Üniversitedeki ekonomi profesörünün derslerde, oturduğu yerde ayakkabılarını çıkarıp bacak bacak üstüne atmasıyla pantalonun altına giydiği çizgili pijamasının görülmesi...
söz konusu bir ilçedeki meslek yüksek okuludur. internetteki üniversite tanıtım bölümündeki sosyal aktiviteler başlığındaki açıklama: üniversitemizde öğrencilerimizin sohbet ettiği bir kafeteryası vardır. Ayrıca sportif olarak futbol, tenis ve voleybol sahaları mevcut ve haftasonları piknik gezileri ve turnuva müsabakaları yapılmaktadır.Ayrıca bütün öğrencilerin kullandığı bir bilgisayar laboratuvarı vardır.

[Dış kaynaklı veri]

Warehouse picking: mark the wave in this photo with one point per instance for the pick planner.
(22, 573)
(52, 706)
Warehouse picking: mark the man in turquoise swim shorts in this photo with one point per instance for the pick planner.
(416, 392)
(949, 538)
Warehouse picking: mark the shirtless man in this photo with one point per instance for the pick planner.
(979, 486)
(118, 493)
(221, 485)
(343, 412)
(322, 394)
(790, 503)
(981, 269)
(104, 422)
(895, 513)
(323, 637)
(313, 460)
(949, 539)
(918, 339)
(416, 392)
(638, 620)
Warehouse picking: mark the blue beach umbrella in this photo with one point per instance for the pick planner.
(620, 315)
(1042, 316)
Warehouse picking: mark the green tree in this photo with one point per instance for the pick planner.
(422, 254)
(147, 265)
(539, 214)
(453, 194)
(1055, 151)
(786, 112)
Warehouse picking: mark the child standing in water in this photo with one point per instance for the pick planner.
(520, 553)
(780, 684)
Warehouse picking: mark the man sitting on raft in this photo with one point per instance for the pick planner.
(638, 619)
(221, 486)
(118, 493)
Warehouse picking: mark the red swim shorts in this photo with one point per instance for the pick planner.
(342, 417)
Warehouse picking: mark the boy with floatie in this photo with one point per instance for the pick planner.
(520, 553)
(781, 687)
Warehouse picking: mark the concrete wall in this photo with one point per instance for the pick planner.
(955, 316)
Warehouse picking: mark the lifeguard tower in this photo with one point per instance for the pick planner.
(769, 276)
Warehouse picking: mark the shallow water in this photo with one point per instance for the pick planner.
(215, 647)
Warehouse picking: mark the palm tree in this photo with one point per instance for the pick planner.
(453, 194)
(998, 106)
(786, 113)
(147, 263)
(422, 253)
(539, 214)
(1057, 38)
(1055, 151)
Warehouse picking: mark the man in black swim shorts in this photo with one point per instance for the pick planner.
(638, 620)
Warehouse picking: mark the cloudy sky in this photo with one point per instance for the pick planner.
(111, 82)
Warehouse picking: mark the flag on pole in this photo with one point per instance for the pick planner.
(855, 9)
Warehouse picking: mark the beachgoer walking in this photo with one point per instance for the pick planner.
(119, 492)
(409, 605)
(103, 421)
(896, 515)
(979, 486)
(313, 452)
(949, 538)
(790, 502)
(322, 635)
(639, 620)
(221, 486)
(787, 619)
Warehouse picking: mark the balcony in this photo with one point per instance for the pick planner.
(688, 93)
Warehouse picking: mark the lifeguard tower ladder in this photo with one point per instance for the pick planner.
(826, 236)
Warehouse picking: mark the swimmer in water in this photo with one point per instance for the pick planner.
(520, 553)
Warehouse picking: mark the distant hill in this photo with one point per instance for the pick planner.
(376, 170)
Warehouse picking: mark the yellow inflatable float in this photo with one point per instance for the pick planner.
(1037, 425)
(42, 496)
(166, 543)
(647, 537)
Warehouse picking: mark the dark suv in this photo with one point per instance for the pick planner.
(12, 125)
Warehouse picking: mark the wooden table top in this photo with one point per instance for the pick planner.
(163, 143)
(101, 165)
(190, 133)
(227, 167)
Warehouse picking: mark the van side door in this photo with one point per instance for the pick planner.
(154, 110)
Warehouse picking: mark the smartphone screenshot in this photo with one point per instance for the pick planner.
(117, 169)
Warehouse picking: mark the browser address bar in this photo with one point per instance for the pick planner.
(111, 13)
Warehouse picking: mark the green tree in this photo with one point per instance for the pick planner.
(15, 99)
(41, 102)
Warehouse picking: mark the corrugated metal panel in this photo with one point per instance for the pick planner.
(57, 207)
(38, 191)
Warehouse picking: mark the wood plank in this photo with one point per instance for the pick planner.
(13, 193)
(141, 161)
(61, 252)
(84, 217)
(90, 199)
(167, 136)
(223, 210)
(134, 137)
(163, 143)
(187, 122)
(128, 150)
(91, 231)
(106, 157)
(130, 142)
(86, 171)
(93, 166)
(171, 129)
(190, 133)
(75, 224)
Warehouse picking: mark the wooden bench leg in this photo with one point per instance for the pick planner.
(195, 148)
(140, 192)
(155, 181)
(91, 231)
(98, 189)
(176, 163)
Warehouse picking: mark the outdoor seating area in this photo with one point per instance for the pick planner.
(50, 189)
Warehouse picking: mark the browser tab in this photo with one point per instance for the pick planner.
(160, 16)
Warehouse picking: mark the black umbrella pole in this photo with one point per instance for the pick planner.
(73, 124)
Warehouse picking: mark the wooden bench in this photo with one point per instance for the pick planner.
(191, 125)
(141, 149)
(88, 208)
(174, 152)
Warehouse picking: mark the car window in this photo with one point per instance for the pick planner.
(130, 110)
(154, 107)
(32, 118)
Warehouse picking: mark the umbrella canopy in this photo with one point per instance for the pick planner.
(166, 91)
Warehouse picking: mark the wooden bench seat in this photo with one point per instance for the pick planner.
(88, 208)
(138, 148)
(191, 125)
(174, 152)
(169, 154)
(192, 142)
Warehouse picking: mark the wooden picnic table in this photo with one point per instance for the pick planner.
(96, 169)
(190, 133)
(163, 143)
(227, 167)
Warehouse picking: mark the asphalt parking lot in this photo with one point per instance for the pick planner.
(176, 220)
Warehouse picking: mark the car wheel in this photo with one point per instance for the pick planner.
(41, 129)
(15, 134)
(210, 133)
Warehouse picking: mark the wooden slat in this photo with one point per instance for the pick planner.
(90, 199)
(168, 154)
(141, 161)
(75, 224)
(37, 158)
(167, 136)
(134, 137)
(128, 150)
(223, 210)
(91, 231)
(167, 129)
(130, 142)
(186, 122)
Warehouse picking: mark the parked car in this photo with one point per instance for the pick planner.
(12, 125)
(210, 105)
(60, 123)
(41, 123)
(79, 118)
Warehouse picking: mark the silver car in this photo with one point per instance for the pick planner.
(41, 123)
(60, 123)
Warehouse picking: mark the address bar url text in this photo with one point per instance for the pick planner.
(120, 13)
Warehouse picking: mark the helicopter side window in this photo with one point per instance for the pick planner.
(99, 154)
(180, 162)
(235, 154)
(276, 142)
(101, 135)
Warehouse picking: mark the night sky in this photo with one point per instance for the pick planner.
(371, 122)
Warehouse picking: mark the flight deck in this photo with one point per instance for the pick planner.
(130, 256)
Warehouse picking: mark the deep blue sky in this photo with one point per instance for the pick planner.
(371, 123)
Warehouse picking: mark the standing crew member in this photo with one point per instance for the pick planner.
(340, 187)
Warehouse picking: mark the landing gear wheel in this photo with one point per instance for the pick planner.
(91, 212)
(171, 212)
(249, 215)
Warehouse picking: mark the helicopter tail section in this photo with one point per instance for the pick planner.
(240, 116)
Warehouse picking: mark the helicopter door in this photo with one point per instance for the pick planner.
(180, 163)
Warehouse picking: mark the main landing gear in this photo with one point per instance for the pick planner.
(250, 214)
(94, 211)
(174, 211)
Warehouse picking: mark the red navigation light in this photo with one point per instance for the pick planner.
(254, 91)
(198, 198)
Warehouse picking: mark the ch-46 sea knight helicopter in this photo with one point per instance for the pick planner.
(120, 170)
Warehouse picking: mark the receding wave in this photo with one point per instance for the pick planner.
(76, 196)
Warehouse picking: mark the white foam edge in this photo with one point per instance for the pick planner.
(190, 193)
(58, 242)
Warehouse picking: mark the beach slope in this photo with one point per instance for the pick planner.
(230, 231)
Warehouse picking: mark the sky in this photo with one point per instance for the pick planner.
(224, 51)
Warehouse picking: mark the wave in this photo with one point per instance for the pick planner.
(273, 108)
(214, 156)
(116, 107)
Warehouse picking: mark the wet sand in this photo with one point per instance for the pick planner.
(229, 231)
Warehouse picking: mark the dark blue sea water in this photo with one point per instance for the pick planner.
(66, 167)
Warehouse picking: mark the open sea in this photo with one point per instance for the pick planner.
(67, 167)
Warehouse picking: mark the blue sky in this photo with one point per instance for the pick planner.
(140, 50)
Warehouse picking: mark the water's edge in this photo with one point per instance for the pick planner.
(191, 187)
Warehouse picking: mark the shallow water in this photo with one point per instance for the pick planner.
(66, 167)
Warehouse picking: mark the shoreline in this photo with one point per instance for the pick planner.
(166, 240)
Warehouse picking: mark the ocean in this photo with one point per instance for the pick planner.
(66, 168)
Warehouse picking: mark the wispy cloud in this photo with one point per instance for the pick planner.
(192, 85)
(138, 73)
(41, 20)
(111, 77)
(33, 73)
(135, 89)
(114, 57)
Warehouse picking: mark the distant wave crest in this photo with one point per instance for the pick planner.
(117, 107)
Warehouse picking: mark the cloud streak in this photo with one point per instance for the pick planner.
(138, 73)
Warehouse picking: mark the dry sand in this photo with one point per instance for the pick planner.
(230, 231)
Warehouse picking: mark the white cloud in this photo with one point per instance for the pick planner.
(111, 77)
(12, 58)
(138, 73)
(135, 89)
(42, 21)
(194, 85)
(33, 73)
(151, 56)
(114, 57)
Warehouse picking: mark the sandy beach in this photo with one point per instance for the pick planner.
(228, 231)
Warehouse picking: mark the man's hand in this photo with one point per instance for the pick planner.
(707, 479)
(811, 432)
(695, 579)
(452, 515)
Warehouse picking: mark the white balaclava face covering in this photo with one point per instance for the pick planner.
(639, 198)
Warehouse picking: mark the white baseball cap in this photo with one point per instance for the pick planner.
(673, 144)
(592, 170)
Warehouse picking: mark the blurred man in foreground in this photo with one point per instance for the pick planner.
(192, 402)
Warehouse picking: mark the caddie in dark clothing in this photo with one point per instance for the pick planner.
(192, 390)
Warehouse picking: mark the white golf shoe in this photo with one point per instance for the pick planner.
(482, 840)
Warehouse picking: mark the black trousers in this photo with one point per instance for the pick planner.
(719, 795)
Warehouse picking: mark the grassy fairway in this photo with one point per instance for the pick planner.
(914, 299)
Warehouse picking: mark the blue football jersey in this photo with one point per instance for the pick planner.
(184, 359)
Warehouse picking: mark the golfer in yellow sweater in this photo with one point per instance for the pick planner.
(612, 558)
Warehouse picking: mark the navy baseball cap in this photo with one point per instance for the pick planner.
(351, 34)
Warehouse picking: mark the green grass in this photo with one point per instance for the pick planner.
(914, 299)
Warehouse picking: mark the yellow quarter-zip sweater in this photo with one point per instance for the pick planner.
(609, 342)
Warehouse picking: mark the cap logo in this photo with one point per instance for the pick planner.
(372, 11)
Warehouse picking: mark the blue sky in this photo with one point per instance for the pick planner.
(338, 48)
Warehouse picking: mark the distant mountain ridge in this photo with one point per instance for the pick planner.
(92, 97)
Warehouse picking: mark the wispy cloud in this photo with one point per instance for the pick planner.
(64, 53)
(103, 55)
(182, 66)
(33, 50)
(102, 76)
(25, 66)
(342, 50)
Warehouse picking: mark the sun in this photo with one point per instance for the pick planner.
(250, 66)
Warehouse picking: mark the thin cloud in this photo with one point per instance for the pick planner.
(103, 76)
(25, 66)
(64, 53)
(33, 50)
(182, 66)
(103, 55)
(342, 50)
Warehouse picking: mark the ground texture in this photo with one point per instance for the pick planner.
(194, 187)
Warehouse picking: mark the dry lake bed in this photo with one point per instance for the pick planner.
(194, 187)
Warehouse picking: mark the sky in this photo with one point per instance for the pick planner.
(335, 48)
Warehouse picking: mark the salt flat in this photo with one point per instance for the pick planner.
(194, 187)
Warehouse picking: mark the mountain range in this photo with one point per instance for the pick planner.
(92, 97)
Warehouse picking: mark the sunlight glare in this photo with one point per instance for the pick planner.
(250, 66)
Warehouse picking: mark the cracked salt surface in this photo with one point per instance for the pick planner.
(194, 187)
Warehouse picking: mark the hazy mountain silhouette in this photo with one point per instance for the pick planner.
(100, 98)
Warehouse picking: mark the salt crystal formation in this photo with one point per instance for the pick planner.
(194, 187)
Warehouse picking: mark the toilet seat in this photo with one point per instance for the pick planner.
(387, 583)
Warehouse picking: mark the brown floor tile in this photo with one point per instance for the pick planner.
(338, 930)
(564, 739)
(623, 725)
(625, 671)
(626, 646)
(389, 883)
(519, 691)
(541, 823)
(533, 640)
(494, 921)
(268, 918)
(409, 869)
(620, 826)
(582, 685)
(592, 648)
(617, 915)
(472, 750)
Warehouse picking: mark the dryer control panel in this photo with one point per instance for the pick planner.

Gittiğimde gördüğüm manzara: 8tane tarih öncesi masa ve plastik düğün sandelyesi(kiraya verdiklerine bizzat şahit olunmuştur).Futbol sahası olarak belediyenin tsubasa dahil kimsenin oynayamayacağı (mahalle maçları hariç) toprak, yağmurda çamur gölüne dönüşebilenlerden bir saha. Tenis kortu var diye düşündüğüm şey kantindeki pinpon masası. Voleybol sahası olarak, dışarıya pirketlerle sınırları oluşturulmuş içi çakıl taşı dolu içinde hareket etmek için özel donanımlı ayakkabılar ve kask gerektiren(her an önemli yerlere taş gelebilir o açıdan) filesi çuval ipinden müdür yardımcısı tarafından yapılmış bir düzenek. Piknik ise ortamı kurduğunuzda kendiniz isterseniz gidebileceğiniz 40km uzaklıktaki bir piknik yeri. Turnuva liseler arası futbol müsabakaları. Bilgisayar laboratvarı saati 0,75 kuruş olan paraların köy sandığına atıldığı okul içi kamu iktisatı teşebbüsü.En yakın il merkezi(en yakın medeniyet) 80km. Benim için en büyük dumur budur ancak hiç pişman değilim aksine insan özlüyo o günleri. *
mezuniyet sınavının ders sayısı iki iken bir derse düşmesi ve sonucunda gidilen öğrenci işlerinden sizde bir dersten kalsaydınız cevabının alınması. keyfimizden mi kalıyoruz sayın öğrenci işleri memuru.
(bkz: sisteminize sokiyim size bişey olmasın)
gazi iibf öğrencileri için halim ergen adı bile başlıbaşına dumurlara gebe bir isimdir. 4 saatlik muhasebe bilmemne dersinin 3 saatini yurtdışı seyahatleri,götürdüğü kadınlar,hoplaması zıplaması vs vs. kısaca anlatılmaz yaşanır bir durumdur, dumurdur.
yanlışlıkla girdiğiniz sınav salonundan çıkmaya utanmanız, o sınavı yapmak zorunda kalmanız. verilen kağıda ad soyad numarayı eksiksiz yazmanız. ve en önemlisi o sınavdan 75 almanız.